Bu süreç kendini sürekli tekrarlar ve çok derin hiçbir şey olmaz ve sonunda pratik yaparak zamanımızı boşa harcadığımızı hissedebiliriz. Bir şekilde bu doğrudur, çünkü olumlu bir şey yapmaya çalıştık ve sonunda hiçbir şey elde edemedik; ancak bunun nedeni, uygulamaya temel atmadan önce yanlış bir şekilde yaklaştığımızdır. Bu şekilde olmamalıdır, çünkü bir uygulamayı üstlenirken aklımıza bir miktar fayda ve barış getirmeye çalışıyoruz. Temel amaç ve uygulamanın nihai sonucu gerçekleşmektir. Uygulamanın ikincil sonuçları, tüm engelleri zihnimizden kaldırmak, böylece pratik yapma fırsatını elde etmek için daha iyi, daha sakin ve daha huzurlu bir yaşam sürmemiz gerekiyor. Aksi takdirde, son gerçekleştirme çok uzaktadır. Bu uygulamaları günlük hayatımızda nasıl uygulayacağımızı bilmiyorsak, bize çok az yardımı olacaktır. Bu yüzden, bireyin temel temeli hakkında kendimizde bir karışıklık olmadan, uygulamaları basit bir şekilde uygulamayı öğrenmek için öğretime girme ve uygulayıcı olma konusunda önemlidir. Öğretilerin temel hakkında ne söylediğini teorik olarak bilmek yerine, kendi aklımızın ve kendi doğal durumumuzun doğrudan deneyimleriyle kendimizi tanımalıyız.
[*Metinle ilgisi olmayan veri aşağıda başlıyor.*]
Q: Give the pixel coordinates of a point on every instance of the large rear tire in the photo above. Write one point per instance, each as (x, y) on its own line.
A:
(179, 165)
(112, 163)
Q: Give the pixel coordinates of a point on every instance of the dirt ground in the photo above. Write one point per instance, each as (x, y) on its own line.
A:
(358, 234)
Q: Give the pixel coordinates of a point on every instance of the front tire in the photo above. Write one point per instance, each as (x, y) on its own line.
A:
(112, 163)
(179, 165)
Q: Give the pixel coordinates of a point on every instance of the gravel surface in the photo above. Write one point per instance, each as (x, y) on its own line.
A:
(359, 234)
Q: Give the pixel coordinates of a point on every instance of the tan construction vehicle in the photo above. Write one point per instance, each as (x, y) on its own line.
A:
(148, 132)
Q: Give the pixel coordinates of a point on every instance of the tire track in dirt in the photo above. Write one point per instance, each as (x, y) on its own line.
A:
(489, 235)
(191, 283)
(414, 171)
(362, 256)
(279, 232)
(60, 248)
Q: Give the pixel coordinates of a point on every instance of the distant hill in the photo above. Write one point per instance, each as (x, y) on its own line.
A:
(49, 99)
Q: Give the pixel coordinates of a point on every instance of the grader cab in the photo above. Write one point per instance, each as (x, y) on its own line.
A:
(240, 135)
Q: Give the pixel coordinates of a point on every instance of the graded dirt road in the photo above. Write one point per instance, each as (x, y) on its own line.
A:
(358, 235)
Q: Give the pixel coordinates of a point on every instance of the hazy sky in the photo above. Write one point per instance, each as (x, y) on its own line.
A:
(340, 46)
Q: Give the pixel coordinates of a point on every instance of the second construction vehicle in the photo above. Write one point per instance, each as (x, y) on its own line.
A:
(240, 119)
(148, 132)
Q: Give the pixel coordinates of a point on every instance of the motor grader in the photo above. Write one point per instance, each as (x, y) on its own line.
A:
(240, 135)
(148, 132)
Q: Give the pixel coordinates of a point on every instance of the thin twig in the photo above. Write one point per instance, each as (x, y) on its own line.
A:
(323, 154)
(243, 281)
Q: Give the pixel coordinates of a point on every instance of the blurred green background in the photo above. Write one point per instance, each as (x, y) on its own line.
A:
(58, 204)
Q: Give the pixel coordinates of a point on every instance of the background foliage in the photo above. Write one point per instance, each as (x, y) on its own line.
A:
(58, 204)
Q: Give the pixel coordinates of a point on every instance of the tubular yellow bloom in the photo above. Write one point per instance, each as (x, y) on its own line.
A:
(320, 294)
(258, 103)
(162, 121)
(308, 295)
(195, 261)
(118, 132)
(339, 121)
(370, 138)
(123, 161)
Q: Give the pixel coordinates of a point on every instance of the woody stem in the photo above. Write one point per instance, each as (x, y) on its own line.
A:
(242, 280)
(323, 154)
Dzogchen öğretilerine göre, pratikte edinilen içgörü ile anlaşılan bireyin temel temeli, ilkel durumdaki veya doğal durumdaki açıklık ve boşluğun ayrılmazlığıdır. Bu anlayışla, ustanın öğretileri ve açıklamalarıyla onaylanan uygulama tecrübemizle tanınır ve meditasyon uygulamasıyla daha da geliştirmeye çalışırız. Meditasyon tüm ruhsal yollarda uygulanmaktadır ve yolun erken aşamalarında odaklanmış konsantrasyon ve sonraki aşamalarda kavramsal ve odaksız tefekkür Dzogchen yolunu oluşturmaktadır. Dzogchen'e özgü tefekkür uygulamaları trekcho ve togel; Ancak, bu uygulamalara başlamadan önce, konsantrasyon uygulaması yoluyla meditasyonda sağlam bir temel oluşturmak gerekir.

Bu makale kitaptan alıntılanmıştır:

Tenzin Wangyal'ın Doğal Aklın Harikaları.Doğal Aklın Harikaları
Tenzin Wangyal tarafından.

Yayımcı, Snow Lion Publications, Ithaca, NY, ABD'nin izniyle yayınlanmıştır. © 2000. http://www.snowlionpub.com

Bilgi / Bu kitabı sipariş et.

 

Yazar hakkında

Tenzin Wangyal RinpocheTibet'in Bon geleneğinde bir lama olan Tenzin Wangyal Rinpoche, kurucusu ve yöneticisidir. Ligmincha Enstitüsü (Charlottesville, VA), Bon geleneğinin öğretilerinin incelenmesi ve çalışılmasına adanmış bir organizasyon. Ebeveynleri Çin'in Tibet işgalinden kaçmasından sonra Hindistan'ın Amritsar kentinde doğdu ve hem Budist hem de Bon öğretmenlerinden geleneksel Tibet kültürünün en yüksek akademik derecesi olan Geshe derecesini aldı. 1991'ten beri Amerika Birleşik Devletleri'nde ve Avrupa ve Amerika'da geniş çapta ders verdi. Rinpoche aynı zamanda yazar Tibet Rüya ve Uyku Yogası.